1. I did use the full setting. This was adequate, no complaints.
2. Still used some toilet paper after to dry off and check quality of cleaning job. It was pretty good, not quite perfect, but I was kinda freaked out so I think I probably shoulda just kept blasting a little longer.
3. I was impressed with the aim, they really figured out what trajectory to use and where people's assholes tend to be located and everything. Nonetheless, you do have to move around a little so as to get the water to find the perfect angle to get inside the hole, not just around it. 
4. It did kinda get my taint and back of my balls wet. Just dried them off though so I guess that's no big deal. I may improve my accuracy with practice.
5. Asshole feels good right now. Fresh, rejuvenated. The water is coldish, which actually feels kinda nice. Then again, it seems like warm water would give an even better clean. Either way I think the feeling of water is pretty refreshing.
6. Wondering what cleaning it will be like, and how often I will do it. Probably not too bad, a few minutes every few days just to be more than enough.


----------



## TheProphetLaLa (Aug 18, 2014)

LOL! Keeping them assholes fresh.


----------



## Amine (Feb 23, 2014)

Indeed! The asshole is a very important body part. It's a thankless job, being an anus. 

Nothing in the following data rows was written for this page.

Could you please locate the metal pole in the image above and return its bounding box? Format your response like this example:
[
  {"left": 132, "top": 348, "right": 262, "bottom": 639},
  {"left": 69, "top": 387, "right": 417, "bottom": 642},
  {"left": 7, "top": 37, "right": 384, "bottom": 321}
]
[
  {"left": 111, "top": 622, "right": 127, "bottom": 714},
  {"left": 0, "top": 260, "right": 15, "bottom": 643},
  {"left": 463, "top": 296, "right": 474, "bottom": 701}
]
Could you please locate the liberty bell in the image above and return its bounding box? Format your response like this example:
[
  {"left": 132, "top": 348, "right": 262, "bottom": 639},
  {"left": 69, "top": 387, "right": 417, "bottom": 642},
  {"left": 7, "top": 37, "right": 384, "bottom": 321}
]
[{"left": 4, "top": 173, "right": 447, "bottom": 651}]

One of my transhumanist dreams is that one day I shall no longer have to deal with pooping at all. I think in Star Trek they probably just beam turds straight from people's lower intestines into space. Or perhaps nanobots eat the turd and recycle the matter or something. You never see bathrooms in that show.


----------



## Diogenes (Jun 30, 2011)

This is amazing, I feel like an 18th century explorer observing hunter-gatherers while they're trying to understand how mirrors work.


----------



## Jagbas (Jul 8, 2015)

I can't live without the bidet. Especially in winter days at 6 am when I have to crawl out of bed and it's definitely too cold to go totally naked for a shower. Half/half is the choice.


----------



## RacerBoy (Mar 17, 2015)

I am going to setting onto my toilet as well. Will update your what's going on.


----------



## Dao (Sep 13, 2013)

My cheeks are flushed with excitement just hearing about it.


----------



## Roman Empire (Oct 22, 2014)

Huge fan of a bidet. Just putting paper down there without water, is like trying to rinse the floor from peanutbutter with a dry paper, just massaging it around on the floor 

So grats with your bidet. Wish I had one too. For now I'll make my paper wet, and remove it that way.


----------



## telepariah (Jun 20, 2011)

Hurray for the washlet!


----------



## Morpheus83 (Oct 17, 2008)

Say goodbye to skid marks in our underwear


----------



## Reluctanine (May 11, 2014)

OMG BIDETS ARE ONE OF THE BEST INVENTIONS OF ALL TIME!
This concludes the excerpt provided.